I recently got my pants tailored in Cobble Hill, Brooklyn. When I pulled out my credit card to pay for it, the lady behind the counter pointed at a paper sign taped to the wall: “No credit cards.” I think we’ll find a similar pace of adoption for language models: There will be many places where they could be used to augment or replace human labor where they are not. These will be for many different reasons: inertia, regulation, risk, or brand.
This, I think, is a good thing. When it comes to change, the dose makes the poison. The economy is big and complex, and I think we’ll have time to adapt to these changes. And the slow handoff of human thinking to machine thinking is not new. Generative AI models are part of a long-running process.
In his 2013 book Average Is Over, economist Tyler Cowen wrote about a stratification in the economy driven by intelligent machines. He argued that there is a small, elite group of highly skilled workers who are able to work with computers that will reap large rewards—and that the rest of the economy may be left behind:
“If you and your skills are a complement to the computer, your wage and labor market prospects are likely to be cheery. If your skills do not complement the computer, you may want to address that mismatch. Ever more people are starting to fall on one side of the divide or the other. That’s why average is over.”
At the time, he wasn’t writing about generative AI models. He was writing about iPhones and the internet. But generative AI models extend the same trend.
People who are better equipped to use language models in their day-to-day lives will be at a significant advantage in the economy. There will be tremendous rewards for knowing how to allocate intelligence.

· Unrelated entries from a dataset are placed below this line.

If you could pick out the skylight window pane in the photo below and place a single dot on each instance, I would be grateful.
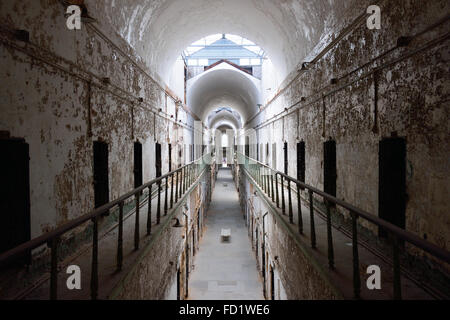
(245, 62)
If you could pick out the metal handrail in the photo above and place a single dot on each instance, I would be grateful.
(184, 177)
(271, 189)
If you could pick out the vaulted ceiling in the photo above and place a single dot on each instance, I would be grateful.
(159, 30)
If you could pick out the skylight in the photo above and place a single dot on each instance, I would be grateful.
(213, 48)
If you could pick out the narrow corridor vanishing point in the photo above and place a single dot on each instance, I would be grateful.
(225, 270)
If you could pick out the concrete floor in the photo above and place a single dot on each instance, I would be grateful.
(225, 270)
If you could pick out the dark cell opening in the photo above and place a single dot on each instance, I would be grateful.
(392, 182)
(301, 164)
(158, 163)
(330, 167)
(101, 173)
(286, 158)
(170, 157)
(14, 197)
(138, 173)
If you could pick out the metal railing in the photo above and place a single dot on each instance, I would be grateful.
(178, 181)
(271, 181)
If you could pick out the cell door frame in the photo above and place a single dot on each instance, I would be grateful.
(330, 168)
(104, 175)
(392, 208)
(138, 165)
(22, 224)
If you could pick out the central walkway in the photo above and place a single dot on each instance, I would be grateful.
(225, 270)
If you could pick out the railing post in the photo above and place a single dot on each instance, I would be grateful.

Today, management is a skill that only a select few know because it is expensive to train managers: You need to give them a team of humans to practice on. But AI is cheap enough that tomorrow, everyone will have the chance to be a manager—and that will significantly increase the creative potential of every human being.
It will be on our society as a whole to make sure that, with the incredible new tools at our disposal, we bring the rest of the economy along for the ride.